I have an expression for one-dimensional acceleration as a function of position, $a(s)$, and I am hoping to achieve position as a function of time, $s(t)$. Once I have $s(t)$ I am hoping I will be able to find $v(t)$ and $a(t)$ by taking the first and second derivative of $s(t)$. I have been using the following resources for guidance:
youtube - http://bit.ly/2dE2kJs
Velocity as a function of position given acceleration as a function of position?
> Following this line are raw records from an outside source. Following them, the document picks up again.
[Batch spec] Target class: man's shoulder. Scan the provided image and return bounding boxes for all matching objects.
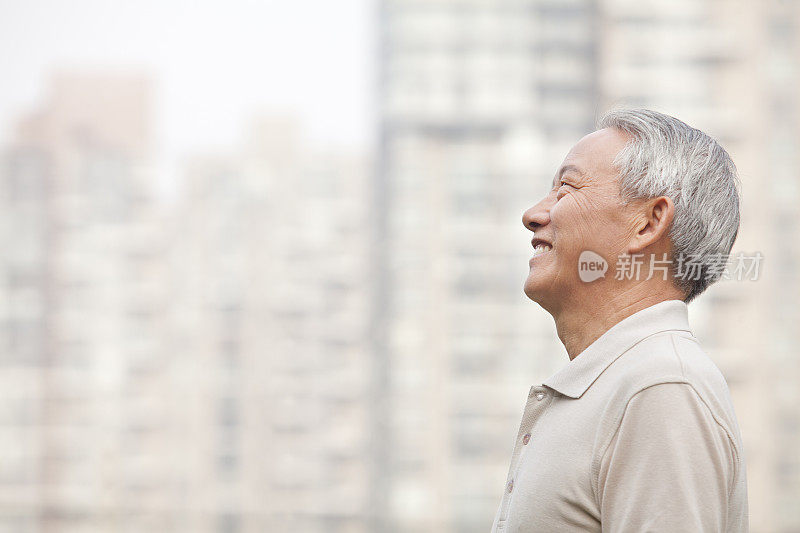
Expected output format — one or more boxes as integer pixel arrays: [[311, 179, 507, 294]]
[[598, 331, 728, 397], [593, 331, 738, 448]]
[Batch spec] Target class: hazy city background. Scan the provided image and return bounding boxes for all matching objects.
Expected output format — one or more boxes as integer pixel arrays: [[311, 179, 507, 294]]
[[0, 0, 800, 533]]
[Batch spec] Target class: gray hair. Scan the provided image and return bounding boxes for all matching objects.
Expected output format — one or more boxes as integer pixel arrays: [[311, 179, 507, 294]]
[[598, 109, 741, 303]]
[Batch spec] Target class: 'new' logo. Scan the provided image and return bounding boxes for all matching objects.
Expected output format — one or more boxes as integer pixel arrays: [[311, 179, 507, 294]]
[[578, 250, 608, 283]]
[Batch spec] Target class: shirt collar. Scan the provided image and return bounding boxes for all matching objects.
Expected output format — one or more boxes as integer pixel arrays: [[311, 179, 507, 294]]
[[543, 300, 691, 398]]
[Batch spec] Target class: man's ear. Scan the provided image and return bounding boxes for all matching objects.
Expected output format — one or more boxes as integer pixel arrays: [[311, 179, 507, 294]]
[[628, 196, 675, 254]]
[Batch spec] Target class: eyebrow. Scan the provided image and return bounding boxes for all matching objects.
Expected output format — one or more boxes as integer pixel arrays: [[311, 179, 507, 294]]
[[553, 165, 584, 187]]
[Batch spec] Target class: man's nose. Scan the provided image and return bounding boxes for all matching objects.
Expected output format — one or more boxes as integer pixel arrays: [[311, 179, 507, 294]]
[[522, 194, 553, 231]]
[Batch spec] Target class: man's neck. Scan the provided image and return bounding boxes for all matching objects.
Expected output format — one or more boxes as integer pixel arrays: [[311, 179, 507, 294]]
[[553, 289, 683, 361]]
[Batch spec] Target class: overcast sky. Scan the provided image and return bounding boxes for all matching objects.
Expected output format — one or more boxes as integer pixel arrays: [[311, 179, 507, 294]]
[[0, 0, 376, 158]]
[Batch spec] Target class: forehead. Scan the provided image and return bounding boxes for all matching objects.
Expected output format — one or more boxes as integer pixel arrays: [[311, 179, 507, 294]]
[[554, 128, 630, 185]]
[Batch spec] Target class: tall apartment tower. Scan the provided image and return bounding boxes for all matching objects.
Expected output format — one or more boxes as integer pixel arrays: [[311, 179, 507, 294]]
[[171, 117, 372, 533], [374, 0, 597, 532], [0, 73, 171, 532]]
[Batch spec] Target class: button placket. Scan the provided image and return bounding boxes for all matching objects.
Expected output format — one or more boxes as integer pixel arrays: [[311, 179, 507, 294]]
[[500, 387, 551, 521]]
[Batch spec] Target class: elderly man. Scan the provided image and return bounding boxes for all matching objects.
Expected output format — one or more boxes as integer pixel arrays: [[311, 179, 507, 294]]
[[492, 110, 748, 533]]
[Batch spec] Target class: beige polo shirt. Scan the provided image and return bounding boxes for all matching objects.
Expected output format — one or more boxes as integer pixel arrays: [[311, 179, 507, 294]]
[[492, 300, 748, 533]]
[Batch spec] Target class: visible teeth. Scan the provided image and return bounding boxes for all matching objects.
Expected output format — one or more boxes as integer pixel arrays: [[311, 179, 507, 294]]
[[533, 243, 552, 255]]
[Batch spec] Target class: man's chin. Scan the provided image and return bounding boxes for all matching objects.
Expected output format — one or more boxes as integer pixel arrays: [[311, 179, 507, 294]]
[[523, 274, 547, 303]]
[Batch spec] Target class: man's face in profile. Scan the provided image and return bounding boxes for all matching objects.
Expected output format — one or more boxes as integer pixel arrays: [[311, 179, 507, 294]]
[[522, 128, 634, 310]]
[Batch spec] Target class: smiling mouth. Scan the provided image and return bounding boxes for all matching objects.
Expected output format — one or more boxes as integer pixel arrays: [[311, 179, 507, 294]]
[[531, 243, 553, 260]]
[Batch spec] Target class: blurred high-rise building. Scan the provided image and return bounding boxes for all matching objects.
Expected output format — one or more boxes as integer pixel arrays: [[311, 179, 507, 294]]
[[375, 0, 597, 532], [0, 73, 171, 532], [170, 117, 372, 533], [375, 0, 800, 532]]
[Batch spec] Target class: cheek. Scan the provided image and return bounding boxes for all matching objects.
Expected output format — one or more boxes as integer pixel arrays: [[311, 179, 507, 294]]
[[550, 200, 601, 252]]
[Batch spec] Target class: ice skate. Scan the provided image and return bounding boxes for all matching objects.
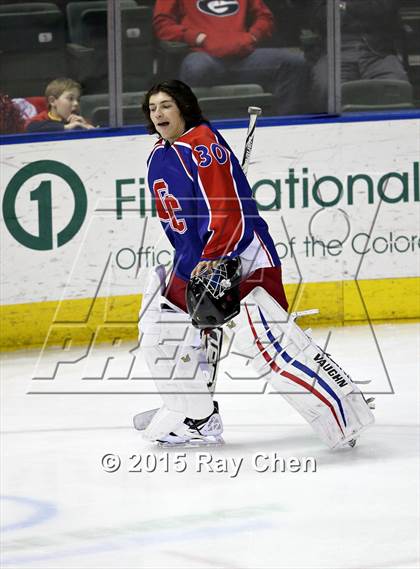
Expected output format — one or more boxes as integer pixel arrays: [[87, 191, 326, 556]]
[[156, 401, 224, 447]]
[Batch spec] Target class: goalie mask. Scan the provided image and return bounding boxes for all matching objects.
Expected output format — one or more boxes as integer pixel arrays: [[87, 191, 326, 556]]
[[186, 257, 241, 328]]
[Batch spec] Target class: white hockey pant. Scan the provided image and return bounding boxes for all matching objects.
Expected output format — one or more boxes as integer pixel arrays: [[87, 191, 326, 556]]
[[228, 287, 374, 448], [140, 266, 213, 440]]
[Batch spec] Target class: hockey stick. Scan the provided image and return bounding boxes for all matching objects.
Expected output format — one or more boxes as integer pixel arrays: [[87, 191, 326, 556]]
[[242, 107, 262, 176], [133, 107, 262, 431]]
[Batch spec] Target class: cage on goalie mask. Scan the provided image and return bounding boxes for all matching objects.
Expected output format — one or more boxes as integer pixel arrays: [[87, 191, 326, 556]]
[[186, 257, 241, 328]]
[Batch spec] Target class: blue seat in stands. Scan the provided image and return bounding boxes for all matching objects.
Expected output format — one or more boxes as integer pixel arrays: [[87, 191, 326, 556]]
[[0, 2, 67, 97]]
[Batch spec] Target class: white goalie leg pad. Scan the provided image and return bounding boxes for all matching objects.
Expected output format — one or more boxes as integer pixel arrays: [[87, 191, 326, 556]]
[[230, 287, 374, 448], [139, 271, 213, 440]]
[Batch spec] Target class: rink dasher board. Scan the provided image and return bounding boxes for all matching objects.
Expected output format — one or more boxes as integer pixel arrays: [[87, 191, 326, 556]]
[[1, 119, 420, 349]]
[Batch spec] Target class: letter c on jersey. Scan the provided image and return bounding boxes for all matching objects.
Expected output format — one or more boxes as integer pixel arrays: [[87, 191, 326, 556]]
[[153, 179, 187, 233]]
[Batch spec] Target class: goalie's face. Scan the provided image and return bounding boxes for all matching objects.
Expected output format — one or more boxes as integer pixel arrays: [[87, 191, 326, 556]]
[[149, 91, 185, 144]]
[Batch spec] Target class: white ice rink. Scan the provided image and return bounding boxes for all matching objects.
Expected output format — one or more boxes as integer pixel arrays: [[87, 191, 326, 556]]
[[1, 323, 420, 569]]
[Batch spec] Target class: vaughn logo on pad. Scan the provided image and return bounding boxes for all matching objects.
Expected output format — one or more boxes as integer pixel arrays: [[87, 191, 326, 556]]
[[197, 0, 239, 16], [314, 352, 352, 392]]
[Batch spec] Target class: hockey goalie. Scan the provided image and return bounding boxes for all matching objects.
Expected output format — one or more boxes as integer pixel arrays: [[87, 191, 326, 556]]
[[134, 258, 374, 449]]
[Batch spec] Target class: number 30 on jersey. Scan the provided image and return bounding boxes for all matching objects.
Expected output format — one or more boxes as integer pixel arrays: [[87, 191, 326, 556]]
[[153, 180, 187, 233]]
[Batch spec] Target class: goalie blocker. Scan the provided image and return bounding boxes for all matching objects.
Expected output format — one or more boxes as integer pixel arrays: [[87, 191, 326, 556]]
[[226, 287, 374, 449]]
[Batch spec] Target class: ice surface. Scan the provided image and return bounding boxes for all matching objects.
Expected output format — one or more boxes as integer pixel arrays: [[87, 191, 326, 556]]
[[1, 323, 420, 569]]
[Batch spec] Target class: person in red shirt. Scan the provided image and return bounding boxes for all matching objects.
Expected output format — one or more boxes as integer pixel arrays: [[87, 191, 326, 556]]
[[153, 0, 309, 115]]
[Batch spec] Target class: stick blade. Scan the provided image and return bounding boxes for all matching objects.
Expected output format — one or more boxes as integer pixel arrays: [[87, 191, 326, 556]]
[[248, 107, 262, 117], [133, 409, 159, 431]]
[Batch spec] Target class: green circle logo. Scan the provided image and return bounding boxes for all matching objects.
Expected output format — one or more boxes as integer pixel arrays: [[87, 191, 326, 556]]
[[3, 160, 87, 251]]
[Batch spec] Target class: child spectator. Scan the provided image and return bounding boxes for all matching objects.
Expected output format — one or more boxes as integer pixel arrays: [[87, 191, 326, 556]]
[[26, 78, 95, 132]]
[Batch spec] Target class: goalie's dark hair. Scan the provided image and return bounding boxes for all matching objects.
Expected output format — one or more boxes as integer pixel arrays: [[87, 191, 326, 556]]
[[142, 79, 208, 134]]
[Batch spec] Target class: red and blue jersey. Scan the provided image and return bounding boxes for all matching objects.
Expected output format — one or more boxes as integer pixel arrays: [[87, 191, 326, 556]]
[[147, 123, 280, 280]]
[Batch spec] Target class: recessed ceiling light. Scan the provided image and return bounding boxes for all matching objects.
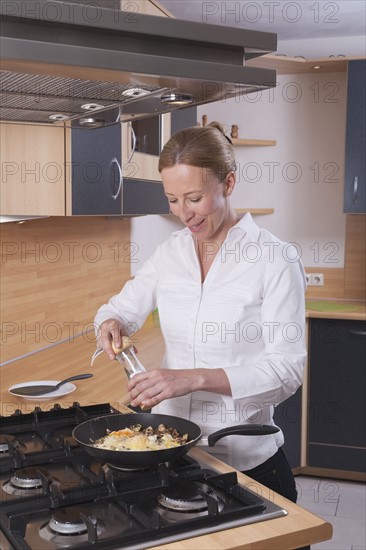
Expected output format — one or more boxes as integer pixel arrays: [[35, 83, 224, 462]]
[[81, 103, 105, 111], [48, 113, 69, 120], [160, 93, 194, 106], [122, 88, 150, 98]]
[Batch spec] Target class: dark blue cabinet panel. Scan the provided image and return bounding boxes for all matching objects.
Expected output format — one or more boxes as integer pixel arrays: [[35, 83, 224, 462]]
[[273, 387, 302, 468], [308, 319, 366, 471], [71, 124, 122, 215], [344, 60, 366, 214]]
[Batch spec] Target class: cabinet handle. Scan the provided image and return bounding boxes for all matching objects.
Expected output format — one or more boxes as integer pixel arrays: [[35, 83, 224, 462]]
[[350, 330, 366, 336], [127, 122, 137, 163], [352, 176, 358, 204], [110, 157, 123, 200]]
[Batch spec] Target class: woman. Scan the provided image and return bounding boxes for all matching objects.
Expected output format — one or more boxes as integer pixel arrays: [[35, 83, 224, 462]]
[[95, 123, 306, 508]]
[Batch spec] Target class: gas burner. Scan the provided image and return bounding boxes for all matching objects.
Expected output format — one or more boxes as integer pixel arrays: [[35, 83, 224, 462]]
[[39, 506, 105, 548], [158, 482, 222, 513], [0, 434, 15, 454], [3, 467, 46, 496], [10, 468, 45, 489], [103, 462, 149, 474], [48, 508, 91, 535]]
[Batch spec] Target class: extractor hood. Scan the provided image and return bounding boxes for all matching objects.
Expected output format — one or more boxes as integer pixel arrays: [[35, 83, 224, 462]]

Converting a function for "velocity vs. position", $v(x)$, to "position vs. time", $p(t)$
The first and second link seem to make sense to me. A few months ago I derived a result for $v(s)$ by following the video in the first link. Recently I have found the second link and the similarity between their result and mine leads me to believe that the work may be correct. I will show this work down below soon. The third link I do not understand but it seems to be what I'm after. $\\[10pt]$
My expression for $a(s)$ takes the form $$a(s)=k(\frac{1}{s^2}),$$ where $k$ is a constant. Since $a=\frac{dv}{dt}$ we have $$ks^{-2}=\frac{dv}{dt}.$$ Multiplying the right-hand side by $\frac{ds}{ds}$ and rearranging the expression we arrive at $$ks^{-2}ds=vdv.$$ Integrating gives us $$k\int_{s_0}^s s^{-2}ds =\int_{v_0}^v vdv.$$ When evaluated this becomes $$-k(\frac{1}{s}-\frac{1}{s_0})=\frac{1}{2}(v^2-v_0^2).$$ Isolating for $v$ we achieve $$v(s)=\pm\sqrt{-2k(\frac{1}{s}-\frac{1}{s_0})+v_0^2}.$$ This is the expression that seems to mimic the result in the second link. I have had this expression for some time now. It is what to do next that I am not sure.
So, here are my questions:
- Is the work that I've done so far correct?
- Is my basic strategy even possible? My plan is to convert $a(s)$ --> $v(s)$ -?-> $s(t)$. The third link leads me to believe that it is possible.
- Is that strategy optimal? Is it possible to go from my initial expression $a(s)$ to $s(t)$ without the in between derivation of $v(s)$?
- How does one actually convert $v(s)$ into $s(t)$? $\\[5pt]$
Part Two
That ends the official part of my post. The following is something that I worked out tonight and I am wondering if it makes any sense whatsoever.
The arguments are as follows:
$$v(s)=\frac{ds}{dt}$$
$$ds=v(s) dt.$$
Since $v(s)$ doesn't depend on time, I treat it as a constant with respect to time
$$\int_{s_0}^sds =v(s)\int_{t_0}^tdt$$ $$s-s_0=v(s)(t-t_0)$$ $$s=v(s)t-v(s)t_0+s_0$$ $$s=\pm\sqrt{-2k(\frac{1}{s}-\frac{1}{s_0})+v_0^2}t-\pm\sqrt{-2k(\frac{1}{s}-\frac{1}{s_0})+v_0^2}t_0+s_0.$$
- Wouldn't this be $s(s,t)$? That doesn't sound quite right. I suspect the problem is with my statement that $v(s)$ doesn't depend on time. I know intuitively that the velocity does indeed change with time. But yet, the input for my function $v(s)$ only requires position.
- I'm interested to know why I cannot treat $v(s)$ as a constant with respect to time in this case considering that it appears to depend only on $s$.
Thanks for reading. I haven't been taught this sort of thing and the whole exercise is just for fun.